Se tivesse outra experiência com atores de Hollywood, o que você não faria?
Muitas coisas (risos). Nem qualifico como uma experiência com ator. Mas uma experiência num filme, nos Estados Unidos e daquela forma. Eu não entendia até onde poderia ir como diretor, falando ‘não’ para os produtores, traçando limites do que eu iria aceitar. Estava sempre com medo de estar pedindo demais. O trabalho de direção é um trabalho flexível. Você tem que saber até onde aceita uma sugestão da produção, porque também há uma questão financeira o tempo todo, você está lidando com muito dinheiro… Tem que saber onde não abre mão. Hoje entendo mais como fazer esse equilíbrio, sei que não preciso me submeter a certas coisas. Saber lidar com a produção foi difícil, mais do que com os atores. O diretor tem que ter os atores como seus aliados para poder conseguir coisas em prol do filme junto aos produtores. O David Fincher, o Brad Pitt e o Edward Norton se uniram no “Clube da luta”, bateram pé para que o estúdio entregasse o que eles precisavam.
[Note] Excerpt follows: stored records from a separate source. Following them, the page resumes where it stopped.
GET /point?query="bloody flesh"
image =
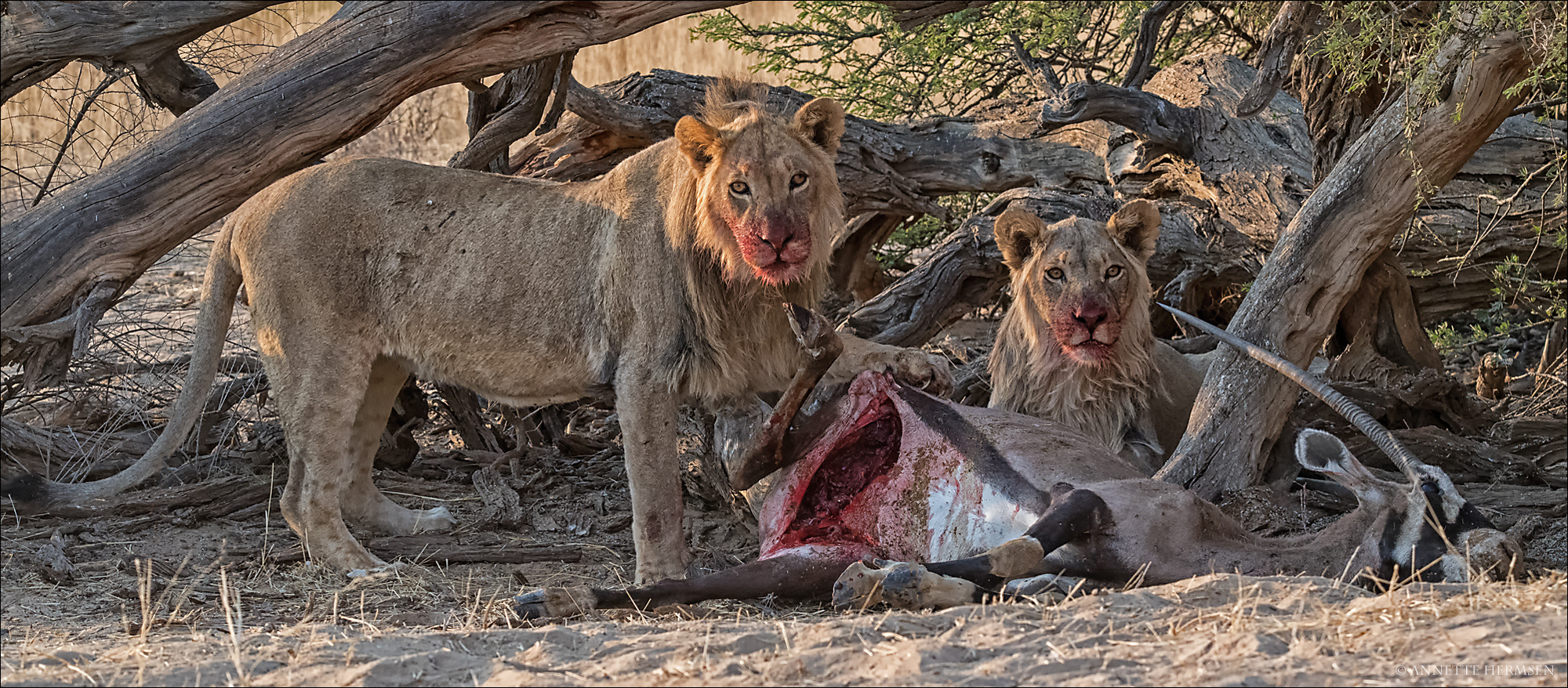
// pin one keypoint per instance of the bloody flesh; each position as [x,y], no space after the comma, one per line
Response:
[854,463]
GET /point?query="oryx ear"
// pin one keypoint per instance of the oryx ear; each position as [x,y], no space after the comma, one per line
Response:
[822,123]
[1017,234]
[1138,226]
[1326,454]
[699,142]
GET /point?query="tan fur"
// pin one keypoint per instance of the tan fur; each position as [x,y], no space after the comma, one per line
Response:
[1133,394]
[658,281]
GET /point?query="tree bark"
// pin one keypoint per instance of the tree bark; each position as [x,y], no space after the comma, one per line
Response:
[1352,217]
[307,100]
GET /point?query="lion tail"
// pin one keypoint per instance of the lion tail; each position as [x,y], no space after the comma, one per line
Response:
[212,327]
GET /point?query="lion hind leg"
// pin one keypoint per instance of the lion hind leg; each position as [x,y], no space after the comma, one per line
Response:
[363,502]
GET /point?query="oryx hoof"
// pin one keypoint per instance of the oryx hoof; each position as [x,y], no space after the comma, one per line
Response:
[556,603]
[858,588]
[437,520]
[906,587]
[531,606]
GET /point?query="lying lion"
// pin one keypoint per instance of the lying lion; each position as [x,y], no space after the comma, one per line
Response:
[659,283]
[1076,346]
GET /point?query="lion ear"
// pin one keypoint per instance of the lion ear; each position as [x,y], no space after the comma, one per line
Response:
[1138,226]
[822,123]
[699,142]
[1017,233]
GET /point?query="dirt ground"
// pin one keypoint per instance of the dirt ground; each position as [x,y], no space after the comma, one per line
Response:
[200,582]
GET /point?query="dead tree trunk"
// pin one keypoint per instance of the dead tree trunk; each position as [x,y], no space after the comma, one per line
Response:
[1352,217]
[303,101]
[43,37]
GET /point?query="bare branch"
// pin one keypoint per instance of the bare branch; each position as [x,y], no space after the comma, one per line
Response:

Não é que vai colocar o estúdio como refém, mas para conseguir um pouco de equilíbrio na relação.
Hopkins disse que você tem uma maneira peculiar de ver o mundo. Sabe o que ele quis dizer com isso?
Sei lá (risos). Acho que ele me vê como um diretor que cuida da parte visual dos filmes.
As pessoas em geral tendem a desconfiar de pessoas mais jovens quando estas estão numa posição de comando. Sua juventude, entretanto, não foi obstáculo ao ser escolhido para dirigir um filme de Hollywood…
Tinha 34 anos quando fui contratado para fazer o filme, estava rodando com 35. Tive dificuldade, sim, com isso. De certa forma, na hora de fazer, todo mundo acha que você é inexperiente, e eu realmente era. Tinha feito um filme, estava indo para o segundo. Hollywood trabalha com gente nova, tem uma onda de diretores com 31, 32. Então, isso nunca é o problema, a idade. Se você já fez um trabalho, né? Eu tinha o “2 Coelhos”, que o pessoal da indústria gosta muito. Eles me achavam capaz. Óbvio, a gente faz mil reuniões, eles acessam a sua maturidade em relação ao cinema e a fazer filmes ali, nessas reuniões, nessas conversas, antes de te contratar. Mas experiência demais às vezes atrapalha. Você tem que estar aberto para escutar as pessoas e usar os talentos que estão em volta para te ajudar.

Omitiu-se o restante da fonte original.